In the present case, the DAVF demonstrated no signs of cortical venous reflux. In addition, intraoperative findings revealed that the bleeding point was the dural vein at the inner surface of the dura mater. We speculate that the dural vein dilation was induced by the occlusion of other drainage routes. Thus, the diploic veins might work as alternative drainage route when other routes are occluded. The elevation of FDP and D-dimer levels may be an indicator of the thrombotic occlusion of the drainage route.

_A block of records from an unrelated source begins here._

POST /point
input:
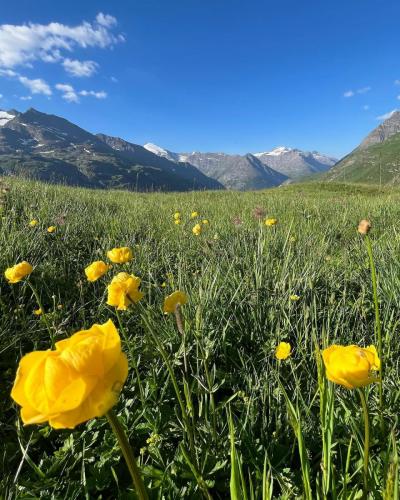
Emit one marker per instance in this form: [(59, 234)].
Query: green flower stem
[(366, 439), (128, 455), (133, 360), (378, 330), (48, 326), (187, 426)]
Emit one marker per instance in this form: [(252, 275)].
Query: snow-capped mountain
[(164, 153), (6, 116), (252, 171), (296, 163)]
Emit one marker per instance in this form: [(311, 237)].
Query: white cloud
[(351, 93), (68, 92), (21, 45), (106, 20), (386, 115), (97, 95), (79, 68), (71, 95), (8, 72), (36, 86)]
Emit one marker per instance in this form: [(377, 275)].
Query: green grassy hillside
[(239, 276), (378, 163)]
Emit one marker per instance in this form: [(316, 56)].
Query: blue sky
[(207, 75)]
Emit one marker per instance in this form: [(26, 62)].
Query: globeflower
[(124, 291), (174, 300), (196, 229), (81, 379), (18, 272), (351, 366), (96, 270), (283, 351), (120, 255), (270, 222)]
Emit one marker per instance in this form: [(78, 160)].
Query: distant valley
[(49, 148)]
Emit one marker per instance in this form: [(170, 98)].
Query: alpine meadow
[(200, 250), (208, 408)]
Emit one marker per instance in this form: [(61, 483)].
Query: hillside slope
[(376, 160), (50, 148)]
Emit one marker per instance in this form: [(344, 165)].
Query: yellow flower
[(364, 227), (16, 273), (120, 255), (78, 381), (270, 222), (196, 229), (283, 351), (171, 302), (124, 291), (351, 366), (96, 270)]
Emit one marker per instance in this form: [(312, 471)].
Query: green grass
[(377, 164), (261, 429)]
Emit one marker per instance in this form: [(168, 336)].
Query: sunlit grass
[(211, 412)]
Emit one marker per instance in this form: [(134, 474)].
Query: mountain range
[(252, 171), (376, 160), (49, 148)]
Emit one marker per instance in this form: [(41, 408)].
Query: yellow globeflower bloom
[(171, 302), (120, 255), (96, 270), (124, 291), (351, 366), (196, 229), (283, 351), (270, 222), (16, 273), (78, 381)]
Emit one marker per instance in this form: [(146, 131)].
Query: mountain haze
[(376, 160), (50, 148)]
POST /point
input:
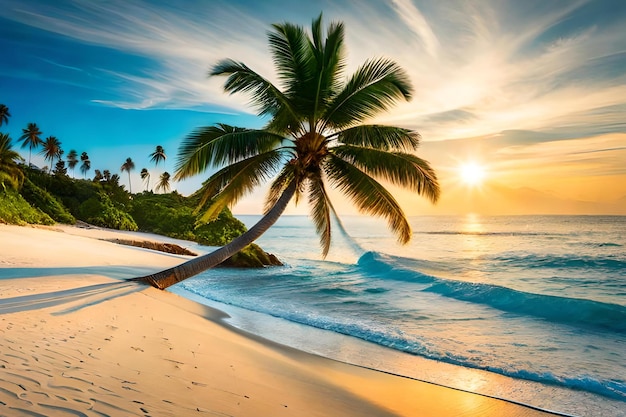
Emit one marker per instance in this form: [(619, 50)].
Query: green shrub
[(101, 211), (46, 202)]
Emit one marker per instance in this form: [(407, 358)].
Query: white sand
[(77, 341)]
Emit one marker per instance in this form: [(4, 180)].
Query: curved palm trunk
[(171, 276)]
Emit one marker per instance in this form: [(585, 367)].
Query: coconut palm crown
[(9, 163), (318, 135), (51, 149), (128, 166), (4, 114), (158, 155)]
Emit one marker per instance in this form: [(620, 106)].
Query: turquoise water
[(537, 300)]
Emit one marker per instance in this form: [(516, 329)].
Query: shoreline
[(107, 345)]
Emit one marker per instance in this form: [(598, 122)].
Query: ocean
[(531, 309)]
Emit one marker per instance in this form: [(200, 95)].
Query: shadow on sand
[(74, 298)]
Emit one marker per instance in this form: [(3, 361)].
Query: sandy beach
[(78, 341)]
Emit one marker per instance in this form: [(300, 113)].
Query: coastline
[(75, 338)]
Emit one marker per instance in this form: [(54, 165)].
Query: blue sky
[(532, 91)]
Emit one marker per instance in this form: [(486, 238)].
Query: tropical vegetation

We describe a rare case of DAVF with ASDH without cortical venous reflux. Based on the outcome of this case, if time permits, digital subtraction angiography should be considered in cases of nontraumatic ASDH.

Statement of Ethics

The authors have no ethical conflicts to disclose. The patient was informed and has given us his consent for the publication of the case.

Disclosure Statement

The authors have no conflicts of interest to declare.

Funding Sources

The authors have no funding sources to disclose.

Author Contributions

All authors made substantial contributions to the study. K.Y. examined the patient, participated in the treatment of the patient, and drafted the manuscript. K.Y. and T.I. and H.S. performed the endovascular treatment. K.Y., S.T. and T.I. performed the surgical treatment. S.T., T.I. and H.S. revised the manuscript for important intellectual content.